The following week was an anxious one for both of us. Each wondered if the other would want to date again. And you, my darling, to make sure that I would accept your invitation to go dining and dancing, alone together, your note was delivered with a dozen of long stemmed American beauty roses, your favorite flowers.
There was a song that was very popular called “Love Sends a Little Gift of Roses.” We had danced to this beautiful ballad the first night we met. I understood your message, but just the same I prayed you meant it. At the end of this wonderful evening you asked permission to kiss me goodnight. As you kissed me you whispered “I love you.” And I answered, “I love you too.”
You told me afterwards that you walked back to the hotel like a man to whom a door had opened, that he may look into heaven. Those were blissful days. Some of the sweetest days of our lives. Days that can only live in memories.
We were married one year later. January 17th, 1925. It was an elopement, at Boston Massachusetts. In the rectory of the Saint Peter and Paul Cathedral, by Father Dailey.
I had been looking back across the years, but this was today, and the future was ahead, a dark, drab, and dreary winding road which I cannot visualize without you. The journey seems so arduous and so, so long.
Is it such a waste of time to close our eyes and dream? My restless mind was looking for escape, from sorrow and distress. But it wasn’t to be, with faith and courage I went back to your room.
You were lying there with the same dear, sad, white face, asleep. Three or four days, I had assured you. The tests will determine what is causing your discomfort, and then I will take you home, my dearest.
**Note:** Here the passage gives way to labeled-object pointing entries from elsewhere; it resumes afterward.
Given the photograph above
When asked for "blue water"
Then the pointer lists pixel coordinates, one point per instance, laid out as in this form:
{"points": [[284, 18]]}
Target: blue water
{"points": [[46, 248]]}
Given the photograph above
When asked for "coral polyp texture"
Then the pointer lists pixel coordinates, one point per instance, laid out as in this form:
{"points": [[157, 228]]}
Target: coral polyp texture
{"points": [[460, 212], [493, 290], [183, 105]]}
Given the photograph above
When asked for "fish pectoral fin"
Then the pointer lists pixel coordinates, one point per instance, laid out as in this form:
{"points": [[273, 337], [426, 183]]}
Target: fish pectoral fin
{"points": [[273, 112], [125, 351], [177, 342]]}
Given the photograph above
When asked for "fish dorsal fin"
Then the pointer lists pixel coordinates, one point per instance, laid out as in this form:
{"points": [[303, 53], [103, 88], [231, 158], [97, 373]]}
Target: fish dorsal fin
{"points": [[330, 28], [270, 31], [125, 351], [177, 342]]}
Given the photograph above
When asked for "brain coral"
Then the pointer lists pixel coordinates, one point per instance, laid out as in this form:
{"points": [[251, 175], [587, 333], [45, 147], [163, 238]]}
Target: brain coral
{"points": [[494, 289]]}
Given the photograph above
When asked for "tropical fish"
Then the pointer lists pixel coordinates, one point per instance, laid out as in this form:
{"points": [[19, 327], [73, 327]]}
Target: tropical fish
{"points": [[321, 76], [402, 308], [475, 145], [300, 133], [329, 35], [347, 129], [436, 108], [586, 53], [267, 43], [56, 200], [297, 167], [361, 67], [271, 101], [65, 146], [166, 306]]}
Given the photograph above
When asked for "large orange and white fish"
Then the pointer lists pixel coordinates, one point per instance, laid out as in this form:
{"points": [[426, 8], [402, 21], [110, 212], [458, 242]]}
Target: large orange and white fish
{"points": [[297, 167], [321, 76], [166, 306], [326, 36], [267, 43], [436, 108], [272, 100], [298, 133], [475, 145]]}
Meanwhile during your stay in the hospital, I shall not leave your side.
But it was to be death, before us. Even asleep I did not dare to look at you with despair. I forced myself to be calm. Rehearsing a scene I would play for you to the end. I looked at my face in the mirror, I was reassured. You would notice nothing, my features, my smile, were just the same. No, nothing was written on my face. Sorrow would mark it later, but now it still showed my past happiness. I was preparing your bath which you enjoyed so much, you took both my hands in yours and kissed them, I returned the kiss on your lips. “You’re such a wonderful wife,” you said. I replied jokingly, “You’re my very best husband.” I sensed and felt that you were trying to find an answer, as you looked at me with that tired smile, that seemed so forced and painful.
The stretcher is coming in the room, an orderly slides you from bed to stretcher. You looked at me with a half smile. “On to the torture chamber,” you half whisper, and kiss my hand, and I brush your face with mine, and in a way we had separated forever. This sight of you wrapped up in a blanket, and strapped on a stretcher, was to be our last communication. Less than an hour later I would see you again, still under the influence of the anesthetic. Never to waken from this enforced sleep. You slept through the night; for short periods, you regained consciousness.
I don’t know whether you really saw me or did you know I was with you every minute? The night hours ticked away slowly. The room was in semi-darkness. The hospital was at its quietest. I held your hand, and occasionally the slight pressure reassured me that you sensed I was with you. You were breathing shallowly, easily at first, but then it became an unending struggle for breath. The painful exertion, the terrible rhythm of the semi-comatose breathing. Despair overcame me, you were drifting away into a void. Our children had been called and those you loved so dearly and loved you as dearly in return, were at your bedside. You seemed to sense, or did you know, or did your love which was so strong reach your waning awareness? It seemed as if you were breathing easier again, your hand in mine seemed more relaxed, your eyes were closed, and you gave a very slow gentle sigh, and you had gone. I kissed your still warm face and whispered, “Sleep well my love,” for you had left us as gently as you had lived. Your eyes were closed in endless sleep.
You were pronounced dead @ 10:30 am Thursday November 13th 1969.
I was escorted by my children into a small quiet room. There were many decisions to be made and plans for the funeral had to be faced. But with great compassion, and understanding, I was left alone in my silent grief.
My thoughts wandered, and I tried to reason why, but, there are things we cannot understand, and you either have faith that there is a reason for everything, or you will eat yourself up with despair.
The unbelievable emptiness of a world without you was something I could not accept. How could I live without you?